Traversant la ville de Carentan, le convoi se dirige vers le village de Catz (prononcer KA en normand) pour la pause déjeuner. Ils sont accueillis au Normandy Victory Museum. Ce musée moderne, ouvert en 2017 est situé le long de la Nationale 13. En intérieur, plusieurs dizaines de scènes reconstituées permettent de découvrir la bataille des haies. En extérieur, il est possible de s’essayer au parcours du combattant, de faire un tour de char ou d’avion. Le musée est situé sur l’ancien A10 Airfield de la 9th Air Force US. Le 2 juin, de nombreuses autres animations étaient proposées avec des stands militaria ou encore la présence de blindés allemands rares présentés par le Musée des Blindés de Saumur.

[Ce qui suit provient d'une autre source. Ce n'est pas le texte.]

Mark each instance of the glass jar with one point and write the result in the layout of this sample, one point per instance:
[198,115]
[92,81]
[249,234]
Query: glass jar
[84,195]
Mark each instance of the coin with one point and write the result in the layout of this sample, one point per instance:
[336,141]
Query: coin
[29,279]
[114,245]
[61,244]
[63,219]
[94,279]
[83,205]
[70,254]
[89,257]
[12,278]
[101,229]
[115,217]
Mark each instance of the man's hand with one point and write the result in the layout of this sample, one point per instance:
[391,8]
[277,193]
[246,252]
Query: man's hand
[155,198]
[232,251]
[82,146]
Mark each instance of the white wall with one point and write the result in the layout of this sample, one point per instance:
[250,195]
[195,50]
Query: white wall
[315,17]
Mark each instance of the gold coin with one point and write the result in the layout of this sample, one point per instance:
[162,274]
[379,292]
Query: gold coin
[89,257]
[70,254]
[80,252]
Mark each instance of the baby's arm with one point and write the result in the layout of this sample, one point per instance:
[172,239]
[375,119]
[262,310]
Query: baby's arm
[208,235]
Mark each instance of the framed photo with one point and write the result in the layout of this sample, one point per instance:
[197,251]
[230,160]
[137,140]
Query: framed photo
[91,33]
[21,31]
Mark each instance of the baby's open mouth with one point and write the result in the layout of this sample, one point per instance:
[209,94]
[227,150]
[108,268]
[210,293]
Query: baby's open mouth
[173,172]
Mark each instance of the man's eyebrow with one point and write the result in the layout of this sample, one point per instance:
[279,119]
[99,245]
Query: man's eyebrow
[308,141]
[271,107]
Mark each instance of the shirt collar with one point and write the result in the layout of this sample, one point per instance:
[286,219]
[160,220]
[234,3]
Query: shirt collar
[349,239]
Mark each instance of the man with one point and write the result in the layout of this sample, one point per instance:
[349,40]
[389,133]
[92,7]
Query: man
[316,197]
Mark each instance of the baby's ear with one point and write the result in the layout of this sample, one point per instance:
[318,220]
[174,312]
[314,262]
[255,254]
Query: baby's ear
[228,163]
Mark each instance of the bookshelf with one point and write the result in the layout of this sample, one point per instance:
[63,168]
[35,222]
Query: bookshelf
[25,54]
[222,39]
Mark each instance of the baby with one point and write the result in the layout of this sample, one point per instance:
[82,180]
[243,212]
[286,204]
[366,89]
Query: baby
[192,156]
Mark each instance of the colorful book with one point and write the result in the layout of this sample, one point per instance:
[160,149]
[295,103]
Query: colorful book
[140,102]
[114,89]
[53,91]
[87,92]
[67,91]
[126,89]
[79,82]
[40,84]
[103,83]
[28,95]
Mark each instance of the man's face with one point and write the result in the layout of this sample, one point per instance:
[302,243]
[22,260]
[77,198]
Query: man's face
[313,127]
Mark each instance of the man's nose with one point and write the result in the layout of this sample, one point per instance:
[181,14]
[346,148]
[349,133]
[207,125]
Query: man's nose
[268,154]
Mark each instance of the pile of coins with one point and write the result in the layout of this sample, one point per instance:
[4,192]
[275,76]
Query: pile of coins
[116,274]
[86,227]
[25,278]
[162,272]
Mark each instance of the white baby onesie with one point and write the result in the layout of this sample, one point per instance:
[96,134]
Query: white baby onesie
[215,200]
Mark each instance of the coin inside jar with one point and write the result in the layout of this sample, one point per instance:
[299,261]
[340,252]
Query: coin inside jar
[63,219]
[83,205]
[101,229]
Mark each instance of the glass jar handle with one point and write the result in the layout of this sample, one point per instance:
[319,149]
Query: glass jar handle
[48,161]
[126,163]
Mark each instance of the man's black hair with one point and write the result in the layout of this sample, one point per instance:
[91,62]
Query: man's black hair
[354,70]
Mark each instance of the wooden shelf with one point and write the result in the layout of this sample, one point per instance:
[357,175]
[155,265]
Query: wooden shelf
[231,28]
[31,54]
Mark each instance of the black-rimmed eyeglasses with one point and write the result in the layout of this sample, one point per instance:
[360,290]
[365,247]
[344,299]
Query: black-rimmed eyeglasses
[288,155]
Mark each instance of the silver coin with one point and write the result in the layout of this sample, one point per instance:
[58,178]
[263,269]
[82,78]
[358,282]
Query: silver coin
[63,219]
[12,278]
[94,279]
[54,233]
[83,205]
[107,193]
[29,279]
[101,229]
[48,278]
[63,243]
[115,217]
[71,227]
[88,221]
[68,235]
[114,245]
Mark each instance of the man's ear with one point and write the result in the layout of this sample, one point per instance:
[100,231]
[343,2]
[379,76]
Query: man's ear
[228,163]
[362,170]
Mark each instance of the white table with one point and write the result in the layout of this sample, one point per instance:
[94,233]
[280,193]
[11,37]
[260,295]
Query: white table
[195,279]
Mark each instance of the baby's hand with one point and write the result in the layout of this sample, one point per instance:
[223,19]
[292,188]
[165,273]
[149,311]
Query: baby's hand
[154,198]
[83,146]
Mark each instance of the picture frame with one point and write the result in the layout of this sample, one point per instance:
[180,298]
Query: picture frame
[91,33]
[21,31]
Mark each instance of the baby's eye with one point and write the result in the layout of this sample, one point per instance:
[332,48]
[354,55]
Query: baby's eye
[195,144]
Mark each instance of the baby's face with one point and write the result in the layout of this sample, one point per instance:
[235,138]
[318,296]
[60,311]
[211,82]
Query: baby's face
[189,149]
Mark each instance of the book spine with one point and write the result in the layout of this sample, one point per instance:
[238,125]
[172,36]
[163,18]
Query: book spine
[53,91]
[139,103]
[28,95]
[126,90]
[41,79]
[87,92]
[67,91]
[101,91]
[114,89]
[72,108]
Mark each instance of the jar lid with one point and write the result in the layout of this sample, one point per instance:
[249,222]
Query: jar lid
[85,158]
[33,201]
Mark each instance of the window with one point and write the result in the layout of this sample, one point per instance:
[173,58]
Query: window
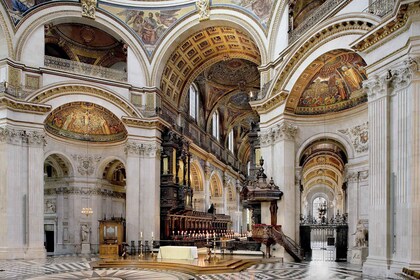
[230,141]
[215,125]
[193,101]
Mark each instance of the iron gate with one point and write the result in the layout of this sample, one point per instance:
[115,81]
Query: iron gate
[323,242]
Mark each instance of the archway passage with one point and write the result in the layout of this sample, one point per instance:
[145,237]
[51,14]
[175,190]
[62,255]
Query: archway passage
[85,121]
[324,229]
[331,83]
[201,50]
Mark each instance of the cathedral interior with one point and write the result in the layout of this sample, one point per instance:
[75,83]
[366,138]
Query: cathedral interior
[285,128]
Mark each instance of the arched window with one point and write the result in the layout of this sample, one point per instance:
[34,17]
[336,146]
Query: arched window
[193,101]
[230,141]
[215,125]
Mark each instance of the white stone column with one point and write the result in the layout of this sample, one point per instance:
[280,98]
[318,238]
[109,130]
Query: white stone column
[21,194]
[379,232]
[405,198]
[278,150]
[35,162]
[207,172]
[150,190]
[133,201]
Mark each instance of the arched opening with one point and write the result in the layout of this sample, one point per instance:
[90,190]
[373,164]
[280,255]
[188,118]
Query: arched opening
[80,187]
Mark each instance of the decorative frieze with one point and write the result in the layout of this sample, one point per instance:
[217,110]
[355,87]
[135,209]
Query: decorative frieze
[402,76]
[83,191]
[359,137]
[282,131]
[19,137]
[357,176]
[86,163]
[142,149]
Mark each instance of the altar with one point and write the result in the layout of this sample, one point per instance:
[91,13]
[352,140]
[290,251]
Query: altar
[178,252]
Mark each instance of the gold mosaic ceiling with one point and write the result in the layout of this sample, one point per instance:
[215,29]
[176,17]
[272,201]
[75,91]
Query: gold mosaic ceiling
[85,121]
[331,83]
[200,51]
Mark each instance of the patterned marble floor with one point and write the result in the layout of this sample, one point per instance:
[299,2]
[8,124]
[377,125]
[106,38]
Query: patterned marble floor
[76,267]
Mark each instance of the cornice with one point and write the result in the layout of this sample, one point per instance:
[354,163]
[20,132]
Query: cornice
[154,123]
[19,137]
[386,30]
[142,149]
[280,132]
[21,106]
[43,96]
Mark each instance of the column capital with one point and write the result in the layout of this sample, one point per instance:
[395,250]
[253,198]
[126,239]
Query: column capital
[279,132]
[403,75]
[142,149]
[359,136]
[18,137]
[377,86]
[86,163]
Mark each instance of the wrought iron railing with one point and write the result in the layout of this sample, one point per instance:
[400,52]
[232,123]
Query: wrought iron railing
[325,9]
[85,69]
[380,8]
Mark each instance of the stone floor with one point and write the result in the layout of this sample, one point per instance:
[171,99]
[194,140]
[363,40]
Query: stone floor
[77,267]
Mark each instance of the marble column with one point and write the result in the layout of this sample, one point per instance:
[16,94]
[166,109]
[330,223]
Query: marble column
[378,89]
[207,193]
[21,193]
[133,201]
[278,148]
[35,141]
[143,194]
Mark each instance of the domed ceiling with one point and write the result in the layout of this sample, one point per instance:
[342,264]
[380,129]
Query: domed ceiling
[85,121]
[333,82]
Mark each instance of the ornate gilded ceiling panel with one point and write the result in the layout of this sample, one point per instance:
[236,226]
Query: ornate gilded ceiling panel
[200,49]
[333,82]
[262,9]
[85,121]
[150,24]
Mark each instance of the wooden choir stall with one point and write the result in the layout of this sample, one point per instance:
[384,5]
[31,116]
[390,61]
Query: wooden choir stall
[111,237]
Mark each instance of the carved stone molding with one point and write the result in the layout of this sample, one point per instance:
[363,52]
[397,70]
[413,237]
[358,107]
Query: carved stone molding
[142,149]
[19,137]
[88,8]
[83,191]
[359,137]
[402,76]
[352,177]
[86,163]
[357,176]
[282,131]
[377,87]
[203,7]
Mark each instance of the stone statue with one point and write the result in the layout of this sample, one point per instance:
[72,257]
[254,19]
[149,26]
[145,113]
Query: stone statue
[361,235]
[203,9]
[85,233]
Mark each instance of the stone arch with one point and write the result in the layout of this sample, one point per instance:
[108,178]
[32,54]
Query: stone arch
[59,94]
[6,45]
[107,165]
[216,188]
[71,13]
[338,32]
[219,17]
[322,136]
[197,178]
[62,165]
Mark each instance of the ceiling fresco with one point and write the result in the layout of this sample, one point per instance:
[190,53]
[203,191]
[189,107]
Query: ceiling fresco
[85,121]
[262,9]
[333,82]
[150,25]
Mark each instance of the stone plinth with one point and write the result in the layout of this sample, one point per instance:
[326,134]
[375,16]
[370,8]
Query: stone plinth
[359,255]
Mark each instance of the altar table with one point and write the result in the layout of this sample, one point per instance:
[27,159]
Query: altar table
[178,252]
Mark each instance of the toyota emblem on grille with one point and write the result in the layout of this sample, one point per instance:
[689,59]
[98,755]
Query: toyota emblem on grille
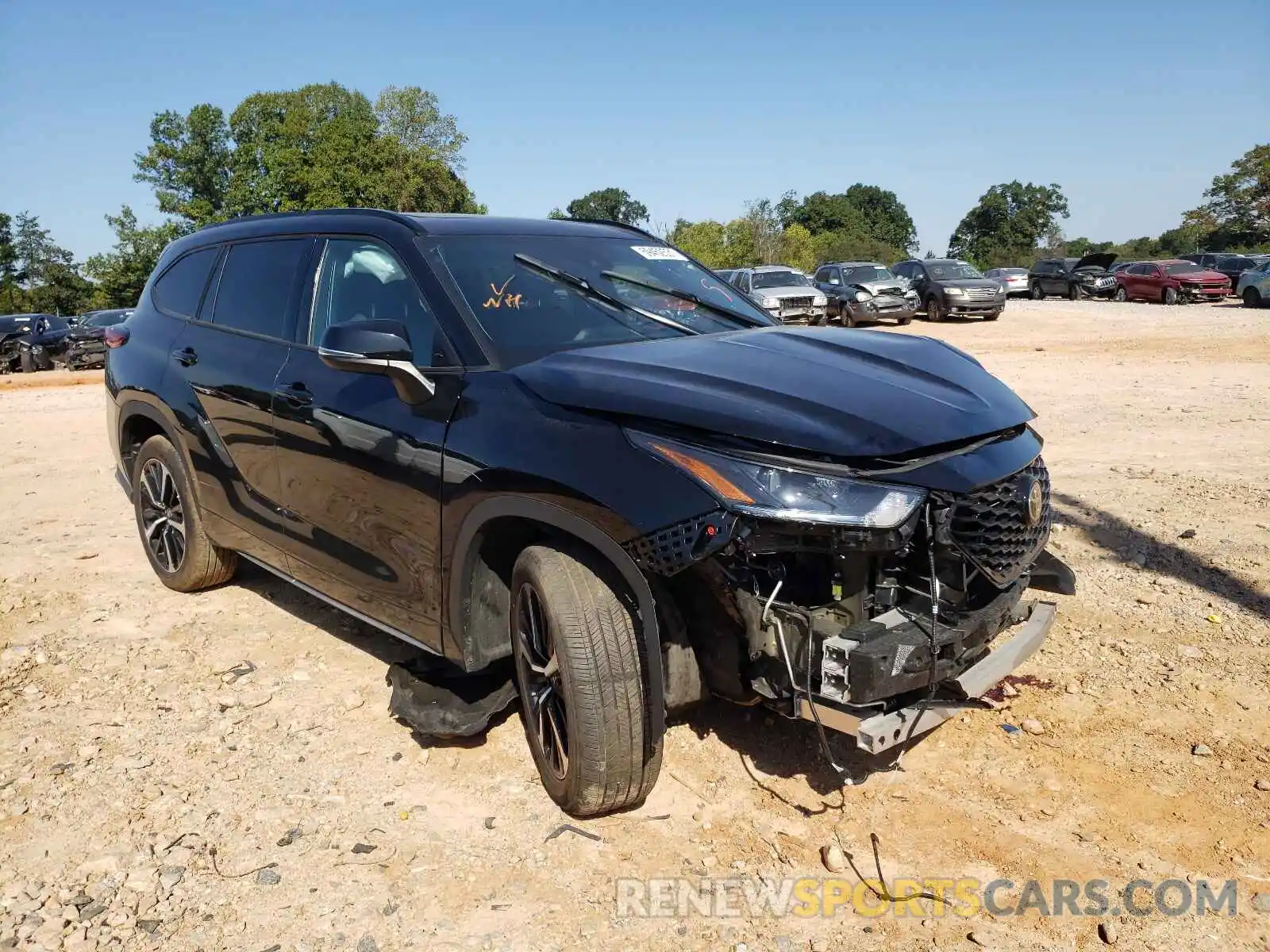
[1034,501]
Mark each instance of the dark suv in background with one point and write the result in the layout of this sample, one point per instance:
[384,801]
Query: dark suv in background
[948,286]
[1073,277]
[568,444]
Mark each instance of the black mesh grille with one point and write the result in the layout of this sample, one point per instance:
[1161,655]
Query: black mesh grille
[676,547]
[991,526]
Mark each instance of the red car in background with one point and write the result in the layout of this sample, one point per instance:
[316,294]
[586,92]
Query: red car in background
[1170,282]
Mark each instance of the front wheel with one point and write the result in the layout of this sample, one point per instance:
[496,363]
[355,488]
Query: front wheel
[583,685]
[171,524]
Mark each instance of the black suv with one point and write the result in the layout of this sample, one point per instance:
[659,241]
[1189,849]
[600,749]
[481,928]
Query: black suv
[569,444]
[948,286]
[1072,277]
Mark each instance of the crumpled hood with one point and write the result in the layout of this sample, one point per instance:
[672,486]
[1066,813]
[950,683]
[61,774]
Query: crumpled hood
[785,291]
[837,391]
[889,286]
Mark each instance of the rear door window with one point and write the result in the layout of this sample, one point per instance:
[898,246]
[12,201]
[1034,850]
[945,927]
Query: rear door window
[257,286]
[179,289]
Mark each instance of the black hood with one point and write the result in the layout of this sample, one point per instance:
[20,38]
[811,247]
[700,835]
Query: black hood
[1100,259]
[842,393]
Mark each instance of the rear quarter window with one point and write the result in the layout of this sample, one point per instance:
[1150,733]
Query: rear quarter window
[179,289]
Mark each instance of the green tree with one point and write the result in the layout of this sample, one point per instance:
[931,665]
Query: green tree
[413,117]
[605,205]
[1237,211]
[122,272]
[1009,224]
[10,273]
[188,164]
[886,216]
[704,240]
[798,248]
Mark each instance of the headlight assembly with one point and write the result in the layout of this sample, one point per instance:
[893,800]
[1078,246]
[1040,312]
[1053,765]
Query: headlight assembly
[785,493]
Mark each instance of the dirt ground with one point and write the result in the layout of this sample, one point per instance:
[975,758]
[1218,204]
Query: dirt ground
[150,797]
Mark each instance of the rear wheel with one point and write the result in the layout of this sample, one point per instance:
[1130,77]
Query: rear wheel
[171,524]
[582,677]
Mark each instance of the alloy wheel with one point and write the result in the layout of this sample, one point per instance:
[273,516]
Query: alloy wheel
[163,516]
[543,687]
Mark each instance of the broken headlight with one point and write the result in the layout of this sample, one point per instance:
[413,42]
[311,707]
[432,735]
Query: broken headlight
[784,492]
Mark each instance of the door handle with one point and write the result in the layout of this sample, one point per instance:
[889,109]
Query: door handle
[295,393]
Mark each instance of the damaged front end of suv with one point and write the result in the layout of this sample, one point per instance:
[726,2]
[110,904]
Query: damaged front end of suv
[867,565]
[873,608]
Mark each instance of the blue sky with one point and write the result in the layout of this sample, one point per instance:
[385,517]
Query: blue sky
[691,107]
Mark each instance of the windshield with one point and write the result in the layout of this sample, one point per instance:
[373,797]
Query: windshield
[869,272]
[529,314]
[780,279]
[107,319]
[952,271]
[16,321]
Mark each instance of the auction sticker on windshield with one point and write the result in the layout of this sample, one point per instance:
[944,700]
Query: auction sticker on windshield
[658,253]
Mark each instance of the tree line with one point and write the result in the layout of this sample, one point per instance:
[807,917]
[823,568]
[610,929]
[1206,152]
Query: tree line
[325,146]
[321,146]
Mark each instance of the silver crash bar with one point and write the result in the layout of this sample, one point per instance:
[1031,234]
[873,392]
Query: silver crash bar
[878,733]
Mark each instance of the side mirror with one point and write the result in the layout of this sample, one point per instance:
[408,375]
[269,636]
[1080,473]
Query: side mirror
[376,347]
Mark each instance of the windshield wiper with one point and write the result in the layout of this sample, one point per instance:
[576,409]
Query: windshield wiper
[686,296]
[583,286]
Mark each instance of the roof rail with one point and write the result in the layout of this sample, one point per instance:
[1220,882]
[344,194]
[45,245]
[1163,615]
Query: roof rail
[260,216]
[620,225]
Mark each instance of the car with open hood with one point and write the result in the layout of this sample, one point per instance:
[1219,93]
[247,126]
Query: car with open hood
[865,291]
[1073,277]
[562,455]
[952,287]
[32,342]
[1172,282]
[787,294]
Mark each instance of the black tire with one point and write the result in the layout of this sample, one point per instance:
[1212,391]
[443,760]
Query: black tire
[178,549]
[579,666]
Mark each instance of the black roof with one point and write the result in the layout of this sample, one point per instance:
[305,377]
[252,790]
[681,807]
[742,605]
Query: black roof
[425,224]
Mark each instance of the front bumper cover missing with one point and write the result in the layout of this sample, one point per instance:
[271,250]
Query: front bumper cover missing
[880,731]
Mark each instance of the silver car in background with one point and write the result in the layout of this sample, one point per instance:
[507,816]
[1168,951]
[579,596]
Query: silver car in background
[787,294]
[1013,279]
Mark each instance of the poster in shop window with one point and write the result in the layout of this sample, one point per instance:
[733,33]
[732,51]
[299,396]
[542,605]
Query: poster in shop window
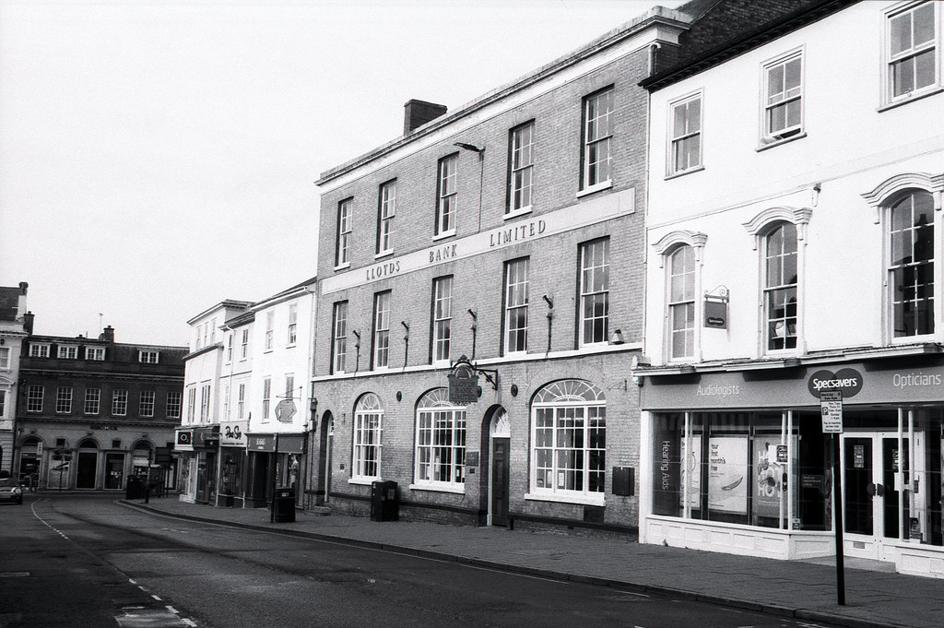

Devant l’entrée du Normandy Victory Museum à Catz

Enfin, vers 15 heures, la colonne de motos s’est ébranlée pour traverser une nouvelle fois le bocage normand en direction du camp Géronimo à Saint Mère Eglise. Ce camp est la reconstitution d’un camp militaire américain d’époque. Le matériel présenté comme les véhicules Jeep, GMC, Dodge, blindés Sherman et bien sur motos Harley, ou encore les tentes sont d’époque. Les reconstitueurs qui animent le camp sont aussi en tenues militaires américaines de la 2nd Guerre Mondiale. Ils présentent ainsi au public un panorama complet et l’ambiance d’un campement d’époque en arrière du front.

Une fois les motos alignées pour la dernière fois, Gérard Lameloise convie les pilotes à le rejoindre sous la tente US 4 mats pour la remise des diplômes. Chacun reçoit alors ce document qui souligne sa participation au rallye commémoratif. A ce document est adjoint un superbe patch, déjà collector ! Il s’agit d’un patch orange et noir en hommage à la Quartermaster School de Harley-Davidson. Cette école, fondée par le constructeur en 1917 pendant la 1ere Guerre Mondiale, était en charge de former les militaires au pilotage et à la maintenance de leurs engins. L’école est réactivée, avec les mêmes missions de formation des militaires pendant la 2nd Guerre Mondiale.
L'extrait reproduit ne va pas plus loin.